Blake tried to slide away his chair but its rear legs caught and the chair tilted. ‘Hey. Calm down. I honestly have no idea what you’re—’
Leo was around the table and upon him. He gripped Blake’s collar and bore his weight as the chair beneath him fell away. ‘The note! The final note! It was written in Ellie’s blood! They tested it! They confirmed it! What’s your story for explaining that!’
Blake stuttered. He shook his head. ‘Honestly! Leo! I haven’t got the foggiest—’
‘If you wrote one, you wrote them all! And you couldn’t have written that one unless . . . unless . . .’
Leo’s eyes locked. He saw the notes in their envelopes in his bedside drawer. He saw his balled-up socks and his stash of emergency twenties. He saw Ellie’s blood. He saw her hair. He saw the words on that final note and he saw that the words, all along, had held the truth: who had written them, and why.
She does not need to look
to be able to see it. She tries, though, to view it through her husband’s eyes, to reconcile the image with what they both, probably, would have expected.
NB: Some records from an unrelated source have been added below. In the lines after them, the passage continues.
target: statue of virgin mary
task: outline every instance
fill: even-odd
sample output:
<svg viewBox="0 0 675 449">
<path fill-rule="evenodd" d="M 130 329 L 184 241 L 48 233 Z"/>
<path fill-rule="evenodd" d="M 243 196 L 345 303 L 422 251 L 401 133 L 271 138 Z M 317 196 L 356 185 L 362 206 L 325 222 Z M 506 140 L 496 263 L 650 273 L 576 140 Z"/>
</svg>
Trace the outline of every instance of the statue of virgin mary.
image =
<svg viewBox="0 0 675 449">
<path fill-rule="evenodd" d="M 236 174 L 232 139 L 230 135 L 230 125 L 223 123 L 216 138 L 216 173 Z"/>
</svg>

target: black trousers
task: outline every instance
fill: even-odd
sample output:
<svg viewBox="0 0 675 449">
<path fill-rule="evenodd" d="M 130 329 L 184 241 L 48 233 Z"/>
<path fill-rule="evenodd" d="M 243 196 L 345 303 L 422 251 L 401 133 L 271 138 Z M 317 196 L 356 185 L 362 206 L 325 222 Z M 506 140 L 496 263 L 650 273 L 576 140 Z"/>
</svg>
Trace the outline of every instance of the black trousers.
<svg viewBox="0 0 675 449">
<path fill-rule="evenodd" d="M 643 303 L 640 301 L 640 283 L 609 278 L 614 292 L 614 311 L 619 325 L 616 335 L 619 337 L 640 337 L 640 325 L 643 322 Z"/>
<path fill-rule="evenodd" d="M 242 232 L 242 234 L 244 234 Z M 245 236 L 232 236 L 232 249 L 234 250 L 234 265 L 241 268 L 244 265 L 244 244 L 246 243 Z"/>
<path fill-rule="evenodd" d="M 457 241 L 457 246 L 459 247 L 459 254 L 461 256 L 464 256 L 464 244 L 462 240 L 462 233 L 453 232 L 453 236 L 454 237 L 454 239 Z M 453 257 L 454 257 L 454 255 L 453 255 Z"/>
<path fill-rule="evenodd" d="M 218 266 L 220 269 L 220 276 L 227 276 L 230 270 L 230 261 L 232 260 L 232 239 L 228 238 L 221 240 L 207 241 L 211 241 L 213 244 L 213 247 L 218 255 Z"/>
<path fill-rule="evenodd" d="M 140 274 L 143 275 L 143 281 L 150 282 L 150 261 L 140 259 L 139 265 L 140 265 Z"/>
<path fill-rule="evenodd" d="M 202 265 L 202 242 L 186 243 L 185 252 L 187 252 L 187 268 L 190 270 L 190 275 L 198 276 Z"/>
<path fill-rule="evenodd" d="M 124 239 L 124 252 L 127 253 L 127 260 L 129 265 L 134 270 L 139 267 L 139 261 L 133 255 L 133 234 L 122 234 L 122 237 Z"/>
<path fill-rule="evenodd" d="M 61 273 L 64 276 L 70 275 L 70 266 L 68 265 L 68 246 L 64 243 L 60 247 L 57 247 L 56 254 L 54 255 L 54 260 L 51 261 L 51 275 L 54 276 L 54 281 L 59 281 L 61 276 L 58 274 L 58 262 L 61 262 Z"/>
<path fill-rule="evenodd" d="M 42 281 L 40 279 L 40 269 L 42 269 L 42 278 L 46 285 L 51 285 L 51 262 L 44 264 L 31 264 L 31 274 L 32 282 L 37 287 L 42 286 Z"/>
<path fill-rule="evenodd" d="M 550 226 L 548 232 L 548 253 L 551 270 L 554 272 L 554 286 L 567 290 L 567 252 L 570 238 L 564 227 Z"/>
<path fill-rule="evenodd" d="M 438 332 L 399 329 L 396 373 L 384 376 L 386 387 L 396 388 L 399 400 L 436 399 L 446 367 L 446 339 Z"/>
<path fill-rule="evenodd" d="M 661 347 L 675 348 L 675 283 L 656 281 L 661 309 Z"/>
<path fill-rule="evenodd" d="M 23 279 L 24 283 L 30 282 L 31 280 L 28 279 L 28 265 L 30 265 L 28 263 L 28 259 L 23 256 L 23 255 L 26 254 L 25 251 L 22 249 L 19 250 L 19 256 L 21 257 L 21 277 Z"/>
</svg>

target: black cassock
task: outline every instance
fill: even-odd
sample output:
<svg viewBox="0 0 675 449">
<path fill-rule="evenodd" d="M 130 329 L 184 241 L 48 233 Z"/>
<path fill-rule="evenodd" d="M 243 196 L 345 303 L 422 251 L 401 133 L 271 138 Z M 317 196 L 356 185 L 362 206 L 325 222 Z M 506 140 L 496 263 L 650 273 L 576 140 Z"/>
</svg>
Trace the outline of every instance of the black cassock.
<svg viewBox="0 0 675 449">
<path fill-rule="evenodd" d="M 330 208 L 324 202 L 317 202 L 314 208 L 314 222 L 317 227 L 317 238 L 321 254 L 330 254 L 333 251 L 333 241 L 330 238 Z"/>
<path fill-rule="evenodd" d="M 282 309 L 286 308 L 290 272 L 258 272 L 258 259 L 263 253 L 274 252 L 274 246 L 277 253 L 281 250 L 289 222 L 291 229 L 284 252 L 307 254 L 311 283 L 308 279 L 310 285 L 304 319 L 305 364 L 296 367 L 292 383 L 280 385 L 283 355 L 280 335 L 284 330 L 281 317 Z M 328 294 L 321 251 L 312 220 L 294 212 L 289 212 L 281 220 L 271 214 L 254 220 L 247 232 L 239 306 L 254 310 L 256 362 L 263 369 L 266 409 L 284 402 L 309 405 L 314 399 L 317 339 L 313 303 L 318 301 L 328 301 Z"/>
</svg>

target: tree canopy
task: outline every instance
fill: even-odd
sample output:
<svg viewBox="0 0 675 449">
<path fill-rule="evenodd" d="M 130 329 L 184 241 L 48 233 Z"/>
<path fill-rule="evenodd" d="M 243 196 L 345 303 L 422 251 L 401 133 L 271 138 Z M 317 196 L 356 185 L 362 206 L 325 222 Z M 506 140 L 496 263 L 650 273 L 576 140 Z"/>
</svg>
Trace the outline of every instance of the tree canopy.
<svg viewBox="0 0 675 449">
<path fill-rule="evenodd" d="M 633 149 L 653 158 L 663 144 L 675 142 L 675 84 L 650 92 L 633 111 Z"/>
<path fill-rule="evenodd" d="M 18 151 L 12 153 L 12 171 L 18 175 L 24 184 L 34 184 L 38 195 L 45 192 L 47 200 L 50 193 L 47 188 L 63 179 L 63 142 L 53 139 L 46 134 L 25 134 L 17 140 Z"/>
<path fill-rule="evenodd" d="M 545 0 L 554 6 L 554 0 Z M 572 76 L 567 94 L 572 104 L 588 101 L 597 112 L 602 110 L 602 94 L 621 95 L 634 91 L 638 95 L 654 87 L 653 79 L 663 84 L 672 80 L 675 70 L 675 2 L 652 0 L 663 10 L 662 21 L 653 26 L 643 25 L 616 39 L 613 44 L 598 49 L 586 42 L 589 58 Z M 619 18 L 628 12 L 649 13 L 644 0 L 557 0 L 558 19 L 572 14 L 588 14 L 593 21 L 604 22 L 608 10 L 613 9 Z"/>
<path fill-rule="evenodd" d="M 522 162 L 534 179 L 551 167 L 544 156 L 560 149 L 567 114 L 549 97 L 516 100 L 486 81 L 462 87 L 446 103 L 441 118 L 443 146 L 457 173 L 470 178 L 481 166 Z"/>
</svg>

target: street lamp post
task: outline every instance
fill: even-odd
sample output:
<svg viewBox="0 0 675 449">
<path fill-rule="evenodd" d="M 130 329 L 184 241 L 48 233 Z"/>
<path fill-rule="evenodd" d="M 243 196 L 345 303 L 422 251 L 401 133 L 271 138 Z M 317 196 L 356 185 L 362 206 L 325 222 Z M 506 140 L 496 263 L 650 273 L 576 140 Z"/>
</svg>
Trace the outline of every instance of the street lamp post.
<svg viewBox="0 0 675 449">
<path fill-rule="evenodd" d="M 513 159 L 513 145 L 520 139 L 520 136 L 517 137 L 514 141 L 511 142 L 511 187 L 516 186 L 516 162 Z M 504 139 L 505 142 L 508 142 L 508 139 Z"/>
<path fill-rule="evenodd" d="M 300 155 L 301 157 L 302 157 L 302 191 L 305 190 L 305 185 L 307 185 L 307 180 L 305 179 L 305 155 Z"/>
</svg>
The woman is thin. That much is programmed into her DNA. Not a worrying, wiry thin, however. Just the wrong side, in Megan’s mind, of a size ten. A pound or two extra would not hurt, particularly on those narrow hips, but overall she appears fit, healthy.
Her hair has been dyed dark. It has been cropped, too, into a boyish cut that Megan does not care for but hair grows, styles change. She recalls some of the hairstyles she wore when she was young. The perms, for instance. My God, the perms.
The pallor has gone. There is a depth of colour to her freckles that worried Megan at first. In this country, she reasoned, only people who spend most of their time outdoors develop such tone to their skin. Gardeners, for instance. Street sweepers. Street sleepers. But she convinced herself, in the end, that the colour was a good thing. A lack of it, after all, would have worried her more. And anyway the shot, from the fullness of the trees, appears to have been taken in the summer. Last summer. Which made it recent, when Megan first saw it.